I need a Hebrew scholar to help me with a passage in Isaiah
If you are reading this blog and you are a scholar of Hebrew — or know someone who is — please get in touch (or have your friend get in touch) with me. I’m interested in the following passage, which I am going to present in three different English versions: first, a Jewish translation, then two Christian renderings. The passage in question is Isaiah 45:4-5.
For the sake of My servant Jacob,
Israel My chosen one,
I call you by name, I hail you by title,
though you have not known Me.
I am the LORD and there is none else;
Beside Me, there is no god.
I engird you, though you have not known Me…
— Jewish Publication Society Translation
For the sake of my servant Jacob,
and Israel my chosen,
I call you by your name,
I surname you, though you do not know me.
I am the LORD, and there is no other;
besides me there is no god.
I arm you, though you do not know me…
— New Revised Standard Version
For the sake of Jacob my servant,
of Israel my chosen,
I summon you by name
and bestow on you a title of honor,
though you do not acknowledge me.
I am the LORD, and there is no other;
apart from me there is no God.
I will strengthen you,
though you have not acknowledged me…
— New International Version
Here is my question: These three translations all suggest slightly different connotations of the breakdown of human knowledge of the Divine. Is God “not known,” “not knowable,” or “not acknowledged”? The implications for apophatic mysticism are fairly evident: does Isaiah’s prophecy point to God’s essential hiddenness, or merely to humanity’s stubborn failure to “acknowledge” God? What would the sense of the original Hebrew text suggest? Or is it sufficiently rich enough that each of these translations is “correct,” implying that Isaiah brilliantly zeroes in on the relationship between God’s hiddenness and humanity’s incapacity (or unwillingness) to know God?
Any insight that any Hebrew scholar could provide would be most appreciated. If you’d rather not leave a comment on the blog, please email me at mccolman <at> anamchara <dot> com. Thank you!
Addendum: My friend Linda, who has a Jewish studies degree, points out that in this passage, God is not addressing Israel, but rather Cyrus, king of the Persians. I came across the passage this morning because Isaiah 45:5-8 is the reading for morning prayer on the first Thursday of Advent in the Catholic Liturgy of the Hours. Talk about a classic example of lifting a passage out of context.
My friend asked me, “I’m assuming you are saying that this verse is lifted out of context and used in Christian mysticism as a text relating to the relationship between God and humanity?” I can’t speak to its usage through the tradition as a whole, but certainly this “out of context” usage is what appears in the Liturgy for today. Mysticism, heaven knows, has a long history of using scriptural passages out of context. Be that as it may, I’m still curious to hear what other folks might have to say about Biblical ideas about the knowability/unknowability of God — in this passage, or elsewhere.

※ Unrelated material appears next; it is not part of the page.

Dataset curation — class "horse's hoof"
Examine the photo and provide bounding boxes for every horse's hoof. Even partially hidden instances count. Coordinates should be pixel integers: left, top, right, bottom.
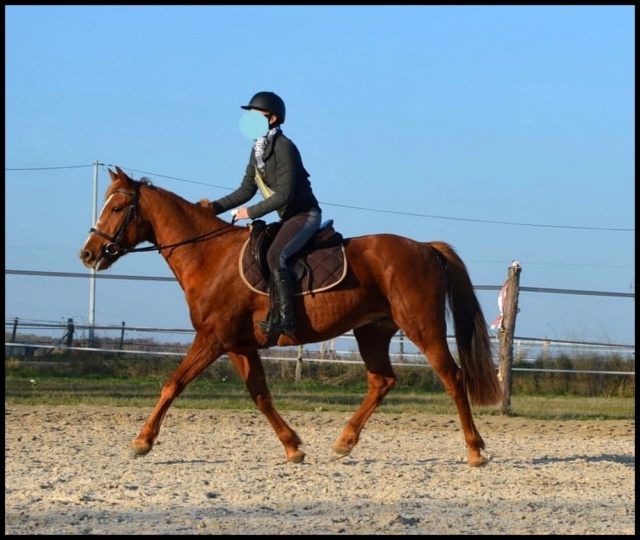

Given my interest in the relationship between the particularity of the community of believers, and the universality of God’s love and grace for all beings, I suppose even out of context this question remains interesting. What does God have to say to the “outsider”? The passage suggests that God can complete God’s purposes even through those who do not “know/acknowledge” God. But what causes that failure of knowing? Is it our sinfulness, or God’s hiddenness? Always seems to go back to that question.